A ciascun remo un penser pronto et rio
che la tempesta e ’l fin par ch’abbi a scherno;
la vela rompe un vento humido eterno
di sospir’, di speranze, et di desio.
Pioggia di lagrimar, nebbia di sdegni
bagna et rallenta le già stanche sarte,
che son d’error con ignorantia attorto.
Celansi i duo mei dolci usati segni;
morta fra l’onde è la ragion et l’arte,
tal ch’incomincio a desperar del porto.
My ship, full of oblivion, sails
on a bitter sea, at winter’s midnight,
between Scylla and Charybdis: at the helm
sits that Lord, or rather my enemy.
At each oar there’s a cruel eager thought,
that scorns the tempest and its end:
the sail’s torn by an eternal moist wind
of sighs, of hopes, and of desire.
A rain of tears, a mist of disdain
drench and slacken the already tired shrouds,
woven from error and ignorance.
My two usual guiding lights are so hidden:
reason and art so drowned by the waves,
that I begin to despair of finding harbour.
http://www.theserendipityperiodical.it/2018/05/15/il-sonetto-influenze-da-petrarca-a-shakespeare/
"Quello che risulta curioso dell’influenza di Petrarca sul poeta elisabettiano è il lungo giro che permise la diffusione del genere sul suolo britannico e portò alla nascita di una delle opere più studiate in lingua inglese, i sonetti shakespeariani.
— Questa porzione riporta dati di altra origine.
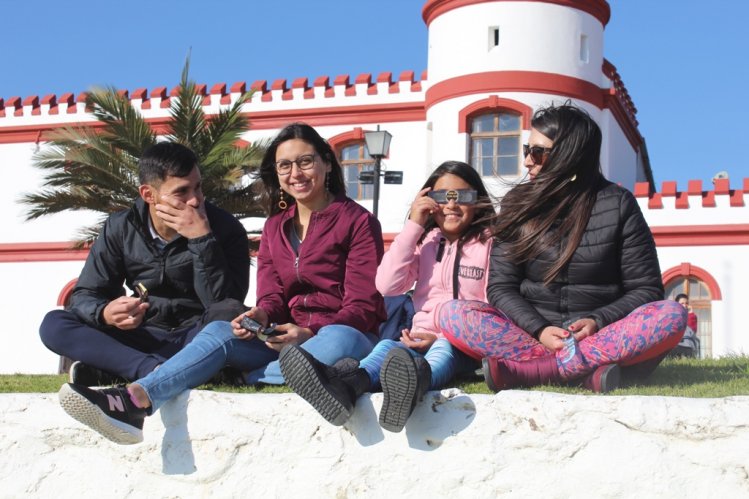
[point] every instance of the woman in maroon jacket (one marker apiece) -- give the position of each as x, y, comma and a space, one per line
316, 287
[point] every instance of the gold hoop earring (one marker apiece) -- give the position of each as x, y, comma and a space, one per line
282, 204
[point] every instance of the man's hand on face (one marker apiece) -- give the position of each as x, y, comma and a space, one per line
184, 218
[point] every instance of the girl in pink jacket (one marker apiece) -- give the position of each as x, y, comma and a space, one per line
442, 253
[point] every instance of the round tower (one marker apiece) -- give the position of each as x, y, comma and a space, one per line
505, 58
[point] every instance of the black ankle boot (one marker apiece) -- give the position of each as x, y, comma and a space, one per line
405, 379
331, 390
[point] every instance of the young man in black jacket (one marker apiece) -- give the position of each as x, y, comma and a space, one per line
182, 252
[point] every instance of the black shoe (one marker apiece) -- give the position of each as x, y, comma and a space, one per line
405, 380
108, 411
83, 374
332, 391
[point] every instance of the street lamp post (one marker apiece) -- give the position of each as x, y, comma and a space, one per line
378, 144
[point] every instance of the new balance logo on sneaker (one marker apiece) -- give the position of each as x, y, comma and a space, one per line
109, 411
116, 403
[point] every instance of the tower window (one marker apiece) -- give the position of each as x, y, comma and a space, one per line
493, 37
584, 50
495, 144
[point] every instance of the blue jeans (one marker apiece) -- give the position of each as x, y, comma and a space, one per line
444, 360
330, 344
216, 347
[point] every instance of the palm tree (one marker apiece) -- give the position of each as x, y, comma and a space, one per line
88, 169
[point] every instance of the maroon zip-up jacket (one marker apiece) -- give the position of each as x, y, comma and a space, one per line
332, 281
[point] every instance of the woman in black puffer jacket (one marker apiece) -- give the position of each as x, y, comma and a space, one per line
574, 284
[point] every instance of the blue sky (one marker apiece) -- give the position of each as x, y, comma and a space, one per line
683, 61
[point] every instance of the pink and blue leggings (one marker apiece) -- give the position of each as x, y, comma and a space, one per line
650, 331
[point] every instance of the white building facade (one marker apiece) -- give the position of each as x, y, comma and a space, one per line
484, 78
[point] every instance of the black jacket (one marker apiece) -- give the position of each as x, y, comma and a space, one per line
613, 271
182, 281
Hyland [3] fa notare come il bardo iniziò a scrivere tali composizioni negli anni 90 del XVI secolo dando un importante contributo a una forma che esisteva in quel contesto da poco più di cinquant’anni. Quasi sicuramente l’elisabettiano non lesse mai l’opera in italiano e forse non conobbe mai l’origine di questa forma che gli assicurò una larga fortuna. Infatti, colui che importò il sonetto nella prima metà del ‘500 fu il diplomatico Sir Thomas Wyatt a cui si deve l’introduzione del distico finale rimato che cambia la struttura del sonetto, “making it tends towars a neat conclusion in the final two lines”. .... "
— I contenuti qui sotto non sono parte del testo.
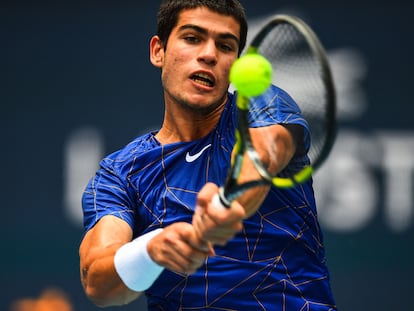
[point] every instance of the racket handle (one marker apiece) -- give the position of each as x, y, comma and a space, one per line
219, 201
Non escludo che il Bardo abbia letto Petrarca in Italiano.
Shall I compare thee to a summer’s day?
Thou art more lovely and more temperate:
Rough winds do shake the darling buds of May,
And summer’s lease hath all too short a date:
Sometime too hot the eye of heaven shines,
And often is his gold complexion dimm’d;
And every fair from fair sometime declines,
By chance or nature’s changing course untrimm’d;
But thy eternal summer shall not fade
Nor lose possession of that fair thou owest;
Nor shall Death brag thou wander’st in his shade,
When in eternal lines to time thou growest:
So long as men can breathe or eyes can see,
So long lives this and this gives life to thee.
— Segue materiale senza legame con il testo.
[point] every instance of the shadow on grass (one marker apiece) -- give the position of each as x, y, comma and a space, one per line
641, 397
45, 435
Dovrei paragonarti a un giorno d'Estate?
Tu sei più amabile e più tranquillo.
Impetuosi venti scuotono le tenere gemme di Maggio,
E il corso dell'estate ha fin troppo presto una fine.
Talvolta troppo caldo splende l'occhio del cielo,
E spesso la sua pelle dorata s'oscura;
Ed ogni cosa bella la bellezza talora declina,
spogliata per caso o per il mutevole corso della natura.
Ma la tua eterna estate non dovrà svanire,
Né perder la bellezza che possiedi,
Né dovrà la morte farsi vanto che tu vaghi nella sua ombra,
Quando in eterni versi nel tempo tu crescerai:
Finché uomini respireranno o occhi potran vedere,
Queste parole vivranno, e daranno vita a te.